A database containing in excess of three billion photographs taken from YouTube, Twitter and Facebook has been hacked, it was recently discovered. The breach has given hackers unauthorised access to facial recognition firm Clearview AI’s client list, which includes several US government agencies, such as the US Immigration and Customs Enforcement, the Department of Justice and the FBI.
Clearview AI has emphasised in the days since that its servers were not breached, and that the company is continuing to work on shoring up its defences in preparation for future cyberattacks.
Clearview AI emphasised that its servers were not breached and that it is continuing to work on shoring up its defences in preparation for future cyberattacks
“Security is Clearview’s top priority,” a company spokesperson told the BBC. “Unfortunately, data breaches are part of life in the 21st century. Our servers were never accessed. We patched the flaw and continue to work to strengthen our security.”
Clearview AI was founded in 2017 by Hoan Ton-That and Richard Schwartz. It was created with the intention of compiling billions of photos for use alongside facial recognition technology – a controversial idea, with many tech companies having previously refrained from using such software in order to avoid it being misused.

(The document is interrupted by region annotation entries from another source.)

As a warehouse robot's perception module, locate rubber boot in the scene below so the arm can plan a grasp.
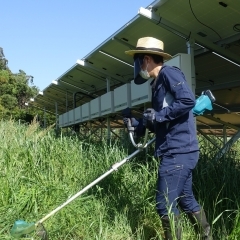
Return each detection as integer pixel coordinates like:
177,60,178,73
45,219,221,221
187,209,212,240
161,216,182,240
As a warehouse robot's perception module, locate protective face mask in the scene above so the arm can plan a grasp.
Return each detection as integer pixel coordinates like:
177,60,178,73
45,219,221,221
139,65,151,80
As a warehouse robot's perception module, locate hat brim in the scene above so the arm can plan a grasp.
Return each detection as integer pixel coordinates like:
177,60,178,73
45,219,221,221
125,50,172,60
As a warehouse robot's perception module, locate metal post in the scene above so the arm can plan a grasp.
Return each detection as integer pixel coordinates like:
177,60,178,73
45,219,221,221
66,91,69,134
223,125,227,147
106,77,111,143
187,37,197,127
55,102,59,131
43,107,46,128
187,37,196,95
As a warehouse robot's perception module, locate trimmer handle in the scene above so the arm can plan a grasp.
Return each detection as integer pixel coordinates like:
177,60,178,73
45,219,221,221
203,89,216,103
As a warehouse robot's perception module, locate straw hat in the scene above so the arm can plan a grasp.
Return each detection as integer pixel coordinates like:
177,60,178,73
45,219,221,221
125,37,172,60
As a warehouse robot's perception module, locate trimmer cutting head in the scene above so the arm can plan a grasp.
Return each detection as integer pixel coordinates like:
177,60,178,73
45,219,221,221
10,220,48,240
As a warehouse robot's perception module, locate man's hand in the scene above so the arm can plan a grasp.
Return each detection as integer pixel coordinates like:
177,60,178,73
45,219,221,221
143,108,156,128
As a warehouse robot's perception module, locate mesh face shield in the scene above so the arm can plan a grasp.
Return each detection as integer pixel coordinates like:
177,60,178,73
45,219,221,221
134,54,148,85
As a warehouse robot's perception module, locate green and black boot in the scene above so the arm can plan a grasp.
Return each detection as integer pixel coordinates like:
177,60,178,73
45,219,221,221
187,209,212,240
161,216,182,240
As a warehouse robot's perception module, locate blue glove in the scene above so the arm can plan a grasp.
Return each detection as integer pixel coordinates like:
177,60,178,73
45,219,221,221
123,117,139,132
143,108,156,128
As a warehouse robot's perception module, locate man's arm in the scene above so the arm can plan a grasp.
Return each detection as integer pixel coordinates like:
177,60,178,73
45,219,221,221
156,67,195,122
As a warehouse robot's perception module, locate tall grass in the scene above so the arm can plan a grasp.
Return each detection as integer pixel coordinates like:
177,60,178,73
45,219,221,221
0,121,240,240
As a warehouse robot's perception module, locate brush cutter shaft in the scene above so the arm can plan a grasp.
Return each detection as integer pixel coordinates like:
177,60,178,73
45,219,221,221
129,129,148,149
35,138,155,226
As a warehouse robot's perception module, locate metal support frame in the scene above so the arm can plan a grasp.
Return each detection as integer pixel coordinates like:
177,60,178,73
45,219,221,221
214,130,240,160
55,102,59,130
43,107,47,128
197,128,221,149
187,37,196,95
138,7,240,64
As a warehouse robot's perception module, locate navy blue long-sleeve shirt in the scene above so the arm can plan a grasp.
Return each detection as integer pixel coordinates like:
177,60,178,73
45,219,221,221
138,65,199,156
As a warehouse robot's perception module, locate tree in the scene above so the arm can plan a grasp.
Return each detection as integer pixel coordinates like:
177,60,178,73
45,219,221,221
0,48,42,121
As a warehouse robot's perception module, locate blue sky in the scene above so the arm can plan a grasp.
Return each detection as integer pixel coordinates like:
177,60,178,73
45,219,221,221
0,0,153,90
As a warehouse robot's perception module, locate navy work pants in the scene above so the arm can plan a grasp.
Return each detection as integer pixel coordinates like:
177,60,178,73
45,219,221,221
156,151,200,216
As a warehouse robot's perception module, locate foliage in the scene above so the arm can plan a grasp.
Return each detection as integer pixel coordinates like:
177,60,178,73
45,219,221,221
0,48,50,125
0,120,240,240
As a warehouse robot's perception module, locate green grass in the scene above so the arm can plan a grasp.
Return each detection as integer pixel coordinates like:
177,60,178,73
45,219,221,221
0,121,240,240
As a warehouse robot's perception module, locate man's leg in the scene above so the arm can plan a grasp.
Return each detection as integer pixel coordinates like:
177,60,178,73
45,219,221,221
156,154,192,240
179,152,212,240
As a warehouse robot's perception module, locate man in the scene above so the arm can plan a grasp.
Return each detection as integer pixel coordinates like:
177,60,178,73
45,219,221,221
124,37,210,240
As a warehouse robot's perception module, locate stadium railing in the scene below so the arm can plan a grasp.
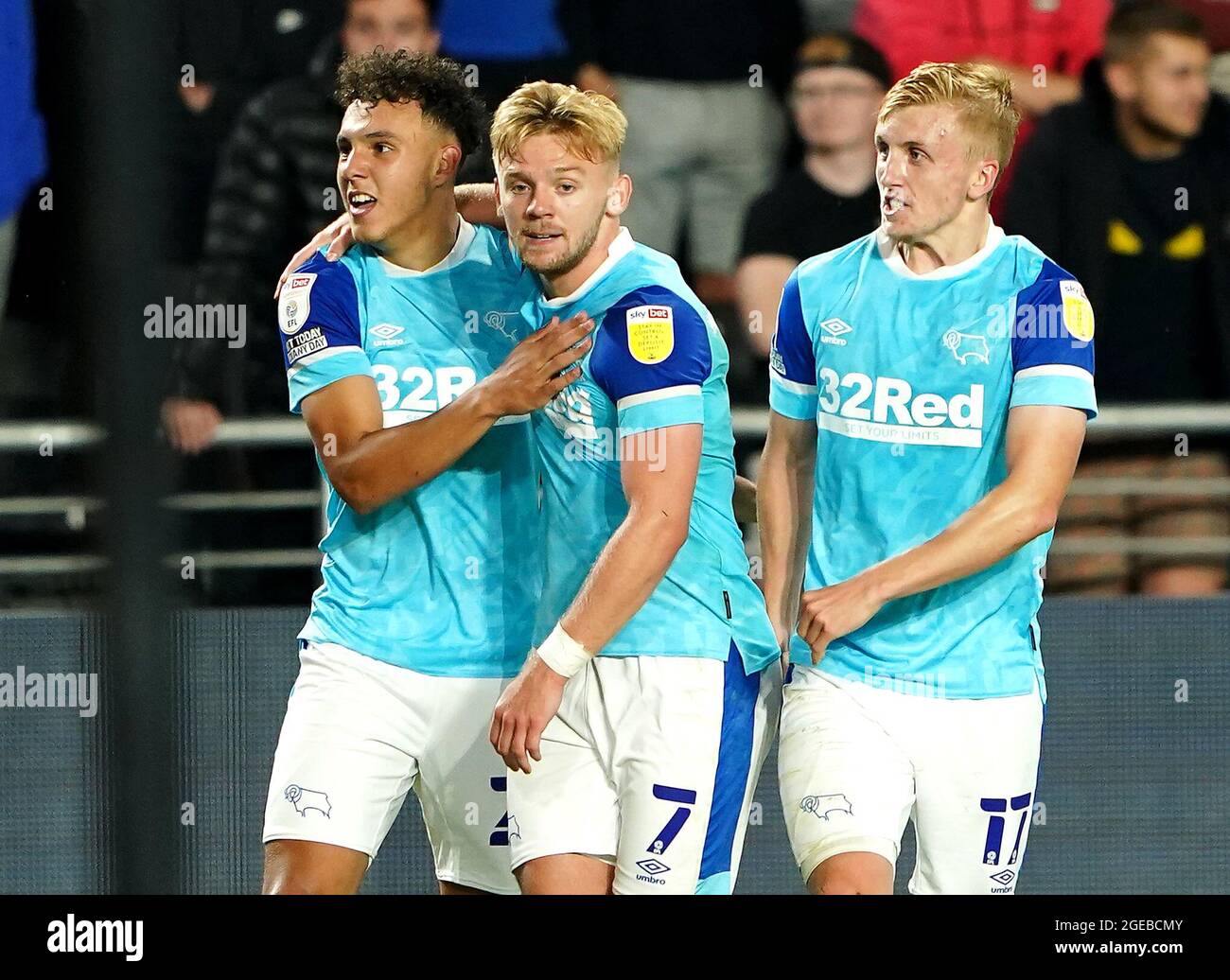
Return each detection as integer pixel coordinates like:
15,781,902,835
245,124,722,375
0,402,1230,577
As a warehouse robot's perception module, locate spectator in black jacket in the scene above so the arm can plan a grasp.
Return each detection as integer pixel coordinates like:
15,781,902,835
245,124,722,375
1005,0,1230,595
734,33,893,363
163,0,342,263
163,0,439,454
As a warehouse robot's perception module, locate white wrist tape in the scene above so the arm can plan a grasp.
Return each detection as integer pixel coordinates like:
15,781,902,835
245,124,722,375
537,623,594,677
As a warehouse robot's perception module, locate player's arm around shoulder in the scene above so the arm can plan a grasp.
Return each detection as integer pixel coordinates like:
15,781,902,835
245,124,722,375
288,257,593,514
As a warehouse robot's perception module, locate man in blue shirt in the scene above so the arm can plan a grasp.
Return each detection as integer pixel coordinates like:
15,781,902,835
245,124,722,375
263,50,591,893
491,81,780,894
758,62,1096,894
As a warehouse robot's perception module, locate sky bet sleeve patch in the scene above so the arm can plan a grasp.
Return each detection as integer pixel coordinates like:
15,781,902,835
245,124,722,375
626,306,676,364
1059,279,1094,341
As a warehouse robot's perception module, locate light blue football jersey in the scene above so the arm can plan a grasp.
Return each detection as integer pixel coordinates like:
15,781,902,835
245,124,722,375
285,221,541,677
521,229,778,673
770,224,1098,698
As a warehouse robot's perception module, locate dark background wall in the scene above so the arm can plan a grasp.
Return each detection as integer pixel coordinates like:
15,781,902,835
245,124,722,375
0,598,1230,894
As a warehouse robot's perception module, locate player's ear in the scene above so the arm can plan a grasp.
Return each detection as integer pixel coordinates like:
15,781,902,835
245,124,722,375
968,160,1000,201
606,173,632,218
435,143,462,182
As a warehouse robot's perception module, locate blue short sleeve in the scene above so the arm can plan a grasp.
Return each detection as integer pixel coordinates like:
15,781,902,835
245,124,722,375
278,254,372,413
1009,259,1098,418
769,270,819,419
589,287,713,435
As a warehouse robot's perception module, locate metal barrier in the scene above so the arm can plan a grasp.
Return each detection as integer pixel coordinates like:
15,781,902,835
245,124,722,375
0,402,1230,575
0,596,1230,894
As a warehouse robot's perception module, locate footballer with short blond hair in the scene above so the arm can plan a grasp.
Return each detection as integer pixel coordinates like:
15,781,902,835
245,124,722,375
759,62,1098,894
491,82,782,894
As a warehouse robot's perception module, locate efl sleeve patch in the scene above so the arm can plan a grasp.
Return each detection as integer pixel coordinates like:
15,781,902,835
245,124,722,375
769,273,819,421
278,255,372,411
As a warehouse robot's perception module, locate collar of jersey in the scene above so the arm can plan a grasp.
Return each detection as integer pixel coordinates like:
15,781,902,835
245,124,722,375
542,227,636,307
876,215,1004,280
377,214,474,279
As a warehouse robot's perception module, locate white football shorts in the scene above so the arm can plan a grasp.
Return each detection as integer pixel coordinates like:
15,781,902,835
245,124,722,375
263,642,519,894
778,664,1043,894
508,648,782,894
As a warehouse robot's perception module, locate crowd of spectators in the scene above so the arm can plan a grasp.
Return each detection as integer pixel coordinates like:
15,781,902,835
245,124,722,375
0,0,1230,593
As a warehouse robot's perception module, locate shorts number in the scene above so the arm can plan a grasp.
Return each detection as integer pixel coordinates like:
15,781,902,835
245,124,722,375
644,783,696,854
981,793,1033,865
487,776,509,848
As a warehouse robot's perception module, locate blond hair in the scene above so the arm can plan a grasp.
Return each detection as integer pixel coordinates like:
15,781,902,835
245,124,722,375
880,61,1021,173
491,81,627,164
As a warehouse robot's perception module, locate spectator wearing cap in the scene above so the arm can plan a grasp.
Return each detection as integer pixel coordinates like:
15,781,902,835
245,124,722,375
1004,0,1230,595
735,33,892,358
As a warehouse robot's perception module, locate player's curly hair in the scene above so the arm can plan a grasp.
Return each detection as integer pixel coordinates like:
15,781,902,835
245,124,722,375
880,61,1021,173
337,48,487,160
491,81,627,164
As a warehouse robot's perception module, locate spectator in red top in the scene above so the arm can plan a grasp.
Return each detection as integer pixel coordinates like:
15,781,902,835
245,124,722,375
853,0,1112,203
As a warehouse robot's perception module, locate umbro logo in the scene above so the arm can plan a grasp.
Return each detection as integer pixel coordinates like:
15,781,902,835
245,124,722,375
820,316,853,347
368,324,406,347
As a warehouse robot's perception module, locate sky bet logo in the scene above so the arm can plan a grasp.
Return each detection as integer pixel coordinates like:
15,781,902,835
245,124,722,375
816,368,983,448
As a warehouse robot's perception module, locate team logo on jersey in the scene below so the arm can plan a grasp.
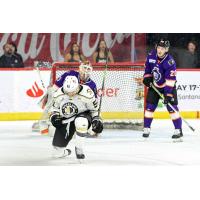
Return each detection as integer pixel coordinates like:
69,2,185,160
87,89,93,96
152,67,162,82
168,59,175,66
61,102,78,117
149,58,156,63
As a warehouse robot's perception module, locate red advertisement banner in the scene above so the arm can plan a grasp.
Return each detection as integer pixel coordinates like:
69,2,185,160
0,33,146,66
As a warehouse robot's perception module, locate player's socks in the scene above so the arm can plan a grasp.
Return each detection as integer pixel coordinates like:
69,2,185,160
142,128,150,138
172,129,183,139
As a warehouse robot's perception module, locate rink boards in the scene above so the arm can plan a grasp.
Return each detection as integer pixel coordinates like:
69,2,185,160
0,68,200,120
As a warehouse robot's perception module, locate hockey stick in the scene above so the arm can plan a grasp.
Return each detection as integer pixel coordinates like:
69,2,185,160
150,84,195,132
34,61,46,90
98,39,116,115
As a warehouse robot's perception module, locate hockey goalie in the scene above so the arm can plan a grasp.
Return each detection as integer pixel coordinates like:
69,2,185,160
33,61,97,135
49,76,103,159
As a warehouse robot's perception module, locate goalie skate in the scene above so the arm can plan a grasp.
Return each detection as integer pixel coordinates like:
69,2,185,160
75,147,85,159
172,129,183,142
52,147,71,158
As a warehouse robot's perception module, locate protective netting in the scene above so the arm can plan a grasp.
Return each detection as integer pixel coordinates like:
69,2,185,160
52,63,144,129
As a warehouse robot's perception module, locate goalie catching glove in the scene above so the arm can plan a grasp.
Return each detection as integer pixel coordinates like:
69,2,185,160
163,95,174,105
143,77,153,87
92,117,103,134
50,114,63,128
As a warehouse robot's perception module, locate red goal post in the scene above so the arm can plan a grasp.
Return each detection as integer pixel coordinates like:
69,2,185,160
51,62,145,128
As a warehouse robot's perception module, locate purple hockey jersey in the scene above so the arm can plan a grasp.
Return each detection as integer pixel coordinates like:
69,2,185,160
55,70,97,97
144,50,176,96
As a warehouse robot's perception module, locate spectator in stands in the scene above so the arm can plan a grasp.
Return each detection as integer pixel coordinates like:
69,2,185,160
179,41,198,68
0,43,24,68
92,40,114,63
64,43,86,62
10,42,24,65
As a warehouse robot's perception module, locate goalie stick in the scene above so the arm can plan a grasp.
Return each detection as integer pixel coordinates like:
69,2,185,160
150,84,195,132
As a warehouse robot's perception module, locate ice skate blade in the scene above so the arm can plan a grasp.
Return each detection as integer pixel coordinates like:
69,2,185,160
52,149,71,158
172,138,183,143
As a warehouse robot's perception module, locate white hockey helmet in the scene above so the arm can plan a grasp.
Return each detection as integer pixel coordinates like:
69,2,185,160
63,76,79,93
79,61,93,75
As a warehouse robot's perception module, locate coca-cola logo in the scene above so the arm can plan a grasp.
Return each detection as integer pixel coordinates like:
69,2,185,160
26,82,44,97
97,88,119,97
0,33,134,66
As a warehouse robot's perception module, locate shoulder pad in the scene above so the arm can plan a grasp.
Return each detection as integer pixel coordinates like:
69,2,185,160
79,85,94,99
168,58,175,66
53,88,64,98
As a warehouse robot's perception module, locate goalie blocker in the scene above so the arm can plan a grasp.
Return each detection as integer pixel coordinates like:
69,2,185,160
50,76,103,159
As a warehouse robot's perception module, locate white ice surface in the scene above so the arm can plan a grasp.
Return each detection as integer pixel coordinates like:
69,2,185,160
0,120,200,166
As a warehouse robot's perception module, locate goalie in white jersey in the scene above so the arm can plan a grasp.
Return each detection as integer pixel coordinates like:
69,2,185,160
50,76,103,159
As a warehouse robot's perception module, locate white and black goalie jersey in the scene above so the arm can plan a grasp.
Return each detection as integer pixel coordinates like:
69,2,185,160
50,85,99,120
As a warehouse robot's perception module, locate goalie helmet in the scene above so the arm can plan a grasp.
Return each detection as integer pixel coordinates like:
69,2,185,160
79,61,93,77
63,76,79,93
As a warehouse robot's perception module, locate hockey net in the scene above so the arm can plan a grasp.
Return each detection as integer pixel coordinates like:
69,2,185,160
51,62,145,130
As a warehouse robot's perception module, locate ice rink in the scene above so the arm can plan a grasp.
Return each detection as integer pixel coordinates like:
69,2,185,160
0,120,200,166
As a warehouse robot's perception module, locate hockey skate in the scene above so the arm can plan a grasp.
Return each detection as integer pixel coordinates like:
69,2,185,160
52,146,71,158
172,129,183,142
142,128,150,138
75,147,85,159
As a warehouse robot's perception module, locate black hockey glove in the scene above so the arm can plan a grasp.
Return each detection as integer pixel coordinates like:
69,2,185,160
51,115,63,128
143,77,153,87
92,117,103,134
163,95,174,105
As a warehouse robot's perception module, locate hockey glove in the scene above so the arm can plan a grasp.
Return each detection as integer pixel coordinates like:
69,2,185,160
50,115,63,128
92,117,103,134
143,77,153,87
163,95,174,105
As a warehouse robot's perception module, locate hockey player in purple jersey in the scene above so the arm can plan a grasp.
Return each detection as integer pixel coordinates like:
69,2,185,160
143,39,183,139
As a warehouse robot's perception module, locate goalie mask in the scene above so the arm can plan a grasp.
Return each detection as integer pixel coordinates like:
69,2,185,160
156,39,170,58
63,76,79,93
79,61,93,80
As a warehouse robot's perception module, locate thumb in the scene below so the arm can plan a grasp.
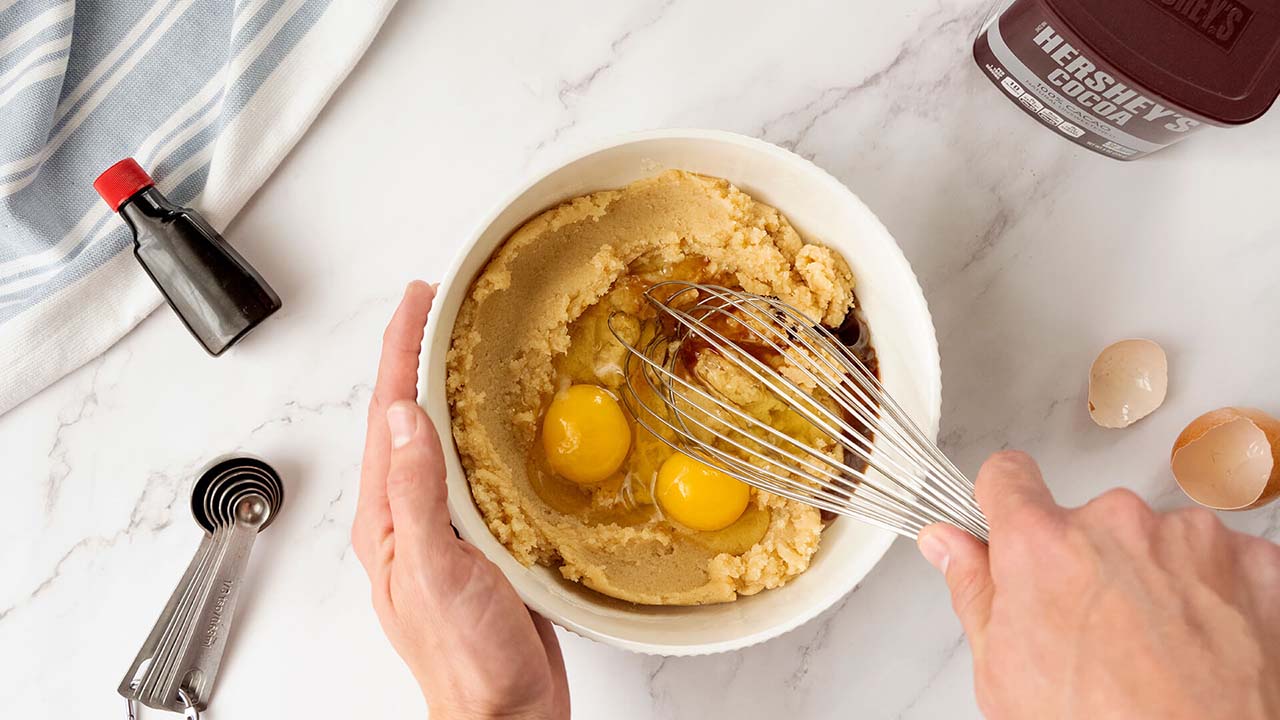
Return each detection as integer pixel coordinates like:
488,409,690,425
387,400,454,555
916,523,996,659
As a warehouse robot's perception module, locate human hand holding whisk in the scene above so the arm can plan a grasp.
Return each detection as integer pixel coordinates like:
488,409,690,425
352,283,1280,720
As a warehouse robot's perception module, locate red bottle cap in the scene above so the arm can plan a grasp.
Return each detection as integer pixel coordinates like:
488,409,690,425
93,158,155,211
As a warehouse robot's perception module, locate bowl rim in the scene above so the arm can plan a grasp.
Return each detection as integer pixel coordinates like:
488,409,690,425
419,127,942,657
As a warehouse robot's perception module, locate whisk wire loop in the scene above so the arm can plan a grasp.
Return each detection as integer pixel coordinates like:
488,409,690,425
609,281,988,541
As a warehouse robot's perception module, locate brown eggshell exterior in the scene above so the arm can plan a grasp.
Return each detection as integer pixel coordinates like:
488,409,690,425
1169,407,1280,511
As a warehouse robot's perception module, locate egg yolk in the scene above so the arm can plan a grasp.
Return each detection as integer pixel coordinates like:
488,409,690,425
543,384,631,486
655,452,751,532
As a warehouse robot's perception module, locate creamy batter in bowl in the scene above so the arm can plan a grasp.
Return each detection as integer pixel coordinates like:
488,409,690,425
420,131,940,655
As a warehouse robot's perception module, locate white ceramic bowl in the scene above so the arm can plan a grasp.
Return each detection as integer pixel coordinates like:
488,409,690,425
419,129,942,655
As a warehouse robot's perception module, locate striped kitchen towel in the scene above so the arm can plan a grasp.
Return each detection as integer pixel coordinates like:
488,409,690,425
0,0,396,413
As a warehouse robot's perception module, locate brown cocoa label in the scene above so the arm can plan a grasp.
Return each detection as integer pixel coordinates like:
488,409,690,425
974,0,1203,160
1147,0,1253,53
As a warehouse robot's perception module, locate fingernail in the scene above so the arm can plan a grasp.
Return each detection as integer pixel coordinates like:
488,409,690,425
387,400,417,450
915,533,951,575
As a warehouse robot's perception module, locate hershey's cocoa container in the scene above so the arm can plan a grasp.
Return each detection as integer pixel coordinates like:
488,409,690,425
974,0,1280,160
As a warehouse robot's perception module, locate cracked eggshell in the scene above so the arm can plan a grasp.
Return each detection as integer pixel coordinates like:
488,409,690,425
1089,340,1169,428
1170,407,1280,510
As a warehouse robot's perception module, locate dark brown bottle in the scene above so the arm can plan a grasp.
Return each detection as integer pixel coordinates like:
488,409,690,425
93,159,280,357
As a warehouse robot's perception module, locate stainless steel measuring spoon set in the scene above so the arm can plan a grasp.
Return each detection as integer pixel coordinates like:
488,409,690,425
119,457,284,719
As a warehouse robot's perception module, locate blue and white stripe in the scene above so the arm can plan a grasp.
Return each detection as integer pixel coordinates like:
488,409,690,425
0,0,394,411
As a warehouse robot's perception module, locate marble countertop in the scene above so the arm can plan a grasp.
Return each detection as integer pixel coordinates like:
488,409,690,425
0,0,1280,720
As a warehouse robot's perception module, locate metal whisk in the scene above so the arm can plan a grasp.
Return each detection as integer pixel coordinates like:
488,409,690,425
609,281,987,542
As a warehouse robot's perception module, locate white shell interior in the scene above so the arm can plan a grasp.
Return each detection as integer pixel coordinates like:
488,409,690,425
419,131,942,655
1089,340,1169,428
1172,416,1275,510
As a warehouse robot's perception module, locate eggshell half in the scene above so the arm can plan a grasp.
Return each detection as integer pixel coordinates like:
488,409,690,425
1170,407,1280,510
1089,340,1169,428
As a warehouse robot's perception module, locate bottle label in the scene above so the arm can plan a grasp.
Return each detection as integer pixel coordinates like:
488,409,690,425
974,0,1204,160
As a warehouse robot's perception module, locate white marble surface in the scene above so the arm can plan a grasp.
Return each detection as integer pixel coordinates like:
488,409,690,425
0,0,1280,720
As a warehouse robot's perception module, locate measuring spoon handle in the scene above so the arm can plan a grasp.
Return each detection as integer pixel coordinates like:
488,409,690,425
116,534,214,700
164,523,259,711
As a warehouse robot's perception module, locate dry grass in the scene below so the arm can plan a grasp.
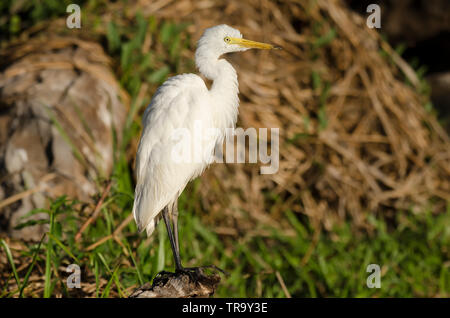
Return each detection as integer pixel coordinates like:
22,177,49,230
117,0,450,232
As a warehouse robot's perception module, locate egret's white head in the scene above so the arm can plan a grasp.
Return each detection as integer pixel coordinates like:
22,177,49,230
196,24,280,58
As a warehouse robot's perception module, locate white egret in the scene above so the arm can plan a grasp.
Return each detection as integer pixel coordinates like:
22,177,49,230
133,24,279,271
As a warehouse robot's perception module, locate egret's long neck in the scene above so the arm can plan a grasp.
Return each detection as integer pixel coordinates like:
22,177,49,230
195,52,239,129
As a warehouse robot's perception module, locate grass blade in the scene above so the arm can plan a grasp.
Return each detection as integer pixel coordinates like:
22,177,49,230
19,234,45,298
0,239,20,290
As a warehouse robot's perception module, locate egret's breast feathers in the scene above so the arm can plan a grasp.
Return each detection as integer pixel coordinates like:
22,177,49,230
133,74,211,234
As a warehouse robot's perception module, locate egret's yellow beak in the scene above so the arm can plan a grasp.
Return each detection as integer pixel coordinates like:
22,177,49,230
229,38,281,50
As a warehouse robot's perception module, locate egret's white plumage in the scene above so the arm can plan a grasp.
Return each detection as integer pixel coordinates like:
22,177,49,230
133,25,275,266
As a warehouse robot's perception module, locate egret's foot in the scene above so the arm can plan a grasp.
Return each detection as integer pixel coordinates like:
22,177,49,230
175,265,229,281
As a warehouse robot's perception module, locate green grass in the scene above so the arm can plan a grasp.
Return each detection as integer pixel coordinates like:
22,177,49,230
0,1,450,297
1,187,450,297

The company’s decision to use images scraped from the internet has also raised privacy concerns. The full deployment of facial recognition technology has the possibility to end anonymity for anyone walking down the street. Furthermore, a New York Times investigation conducted in January revealed that Clearview AI retains photographs on its database even after users have deleted them from their social media accounts. Following this exposure, Facebook, Twitter and YouTube all ordered the company to discontinue using photos taken from their platforms, but so far it is unclear whether this move has been successful.
Despite concerns being raised about the company, Clearview AI has claimed that more than 600 law enforcement agencies currently use its technology, with its software proving helpful in cases involving identity theft, credit card fraud and sexual exploitation.